56/52 New RPGs: Midlife Blues

I’m on a study project to improve my understanding of roleplaying games. To this end, I already have two reading projects, A Game Per Year and An Adventure Per Year. This is the third, with the goal of reading or playing 52 games made in the last few years. Originally I considered making this “A New RPG Per Week” and that’s where the number 52 comes from, even though a weekly schedule is probably not within my abilities.

The cover of Midlife Blues – A Werewolf’s Choice

Midlife Blues is a scenario from this year’s Fastaval, available here. It’s a warmly humorous game about midlife crisis. A middle aged werewolf called Hemnes (werewolf names are drawn from the IKEA catalogue) has to make an important choice and the players will be along to see how it plays out.

The choice is whether he’ll buy a sportscar or a motorcycle.

In our culture, a middle aged man who buys either of these is a standard object of ridicule. What’s interesting about Midlife Blues is that it goes out of its way to be nice about this. There are warm-up scenes that gets us into the mindset where players are asked to describe motorcycles and sports cars in exclusively positive terms.

What makes this interesting as a design choice is that it clearly plays against the cultural assumptions and standard attitudes we have for this specific scenario. Since we are conditioned to treat Hemnes the middle aged werewolf with ridicule and scorn, the game asks us to speak with love instead.
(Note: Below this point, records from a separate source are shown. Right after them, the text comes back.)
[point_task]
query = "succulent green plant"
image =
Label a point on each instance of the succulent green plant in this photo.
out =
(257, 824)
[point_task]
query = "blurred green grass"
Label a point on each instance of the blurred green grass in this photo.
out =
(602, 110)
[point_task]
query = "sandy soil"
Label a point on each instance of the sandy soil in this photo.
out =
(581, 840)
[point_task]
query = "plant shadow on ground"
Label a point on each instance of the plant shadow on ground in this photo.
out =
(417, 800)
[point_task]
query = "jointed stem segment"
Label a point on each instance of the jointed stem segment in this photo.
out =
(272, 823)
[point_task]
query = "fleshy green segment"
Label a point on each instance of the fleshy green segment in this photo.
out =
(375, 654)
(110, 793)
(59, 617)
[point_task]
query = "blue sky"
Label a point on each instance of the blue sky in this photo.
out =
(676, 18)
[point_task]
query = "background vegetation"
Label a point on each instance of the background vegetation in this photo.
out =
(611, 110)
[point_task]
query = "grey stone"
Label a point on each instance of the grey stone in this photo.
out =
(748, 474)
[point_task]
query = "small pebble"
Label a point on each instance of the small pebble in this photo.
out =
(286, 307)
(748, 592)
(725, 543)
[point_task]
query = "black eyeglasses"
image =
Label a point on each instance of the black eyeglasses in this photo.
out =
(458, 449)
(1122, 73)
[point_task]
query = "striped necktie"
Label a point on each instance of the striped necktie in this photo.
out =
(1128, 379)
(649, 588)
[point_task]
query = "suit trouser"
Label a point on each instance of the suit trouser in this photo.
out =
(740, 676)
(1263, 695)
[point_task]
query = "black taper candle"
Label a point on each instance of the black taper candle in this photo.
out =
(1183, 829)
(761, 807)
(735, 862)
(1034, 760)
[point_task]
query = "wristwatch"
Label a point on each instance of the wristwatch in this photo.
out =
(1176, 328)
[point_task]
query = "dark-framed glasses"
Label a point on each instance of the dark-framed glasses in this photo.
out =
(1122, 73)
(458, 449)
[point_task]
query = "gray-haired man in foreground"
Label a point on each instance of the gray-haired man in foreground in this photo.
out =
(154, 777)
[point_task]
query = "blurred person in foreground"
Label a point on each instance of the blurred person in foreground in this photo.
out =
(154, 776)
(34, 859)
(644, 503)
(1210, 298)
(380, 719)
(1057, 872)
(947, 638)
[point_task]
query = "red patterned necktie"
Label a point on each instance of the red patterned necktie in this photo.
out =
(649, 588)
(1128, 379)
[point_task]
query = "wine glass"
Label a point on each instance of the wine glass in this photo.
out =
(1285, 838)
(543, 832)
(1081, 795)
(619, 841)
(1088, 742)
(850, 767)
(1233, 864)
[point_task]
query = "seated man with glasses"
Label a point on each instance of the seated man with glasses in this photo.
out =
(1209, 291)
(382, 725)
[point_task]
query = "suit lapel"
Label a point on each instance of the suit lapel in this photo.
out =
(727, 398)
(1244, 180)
The game consists of a series of scenes built around people in Hemnes’ life. He’s a family man of course and one of the more ingenious details concerns how to cut scenes. The mechanic has two parts: First one player will introduce a child to the scene and then another player, as that child, will ask a question. At that point, the scene ends. Of course, the most obvious kids are Hemnes’ own.

My favorite scene is one where Hemnes talks with his gay son Billy. Hemnes is a modern werewolf so he has no trouble with his son being gay. However, his son also identifies as part of the bear subculture, and that’s something Hemnes has trouble figuring out. How can a werewolf also be a bear?

This is a lovely, positive scenario, funny but never mean.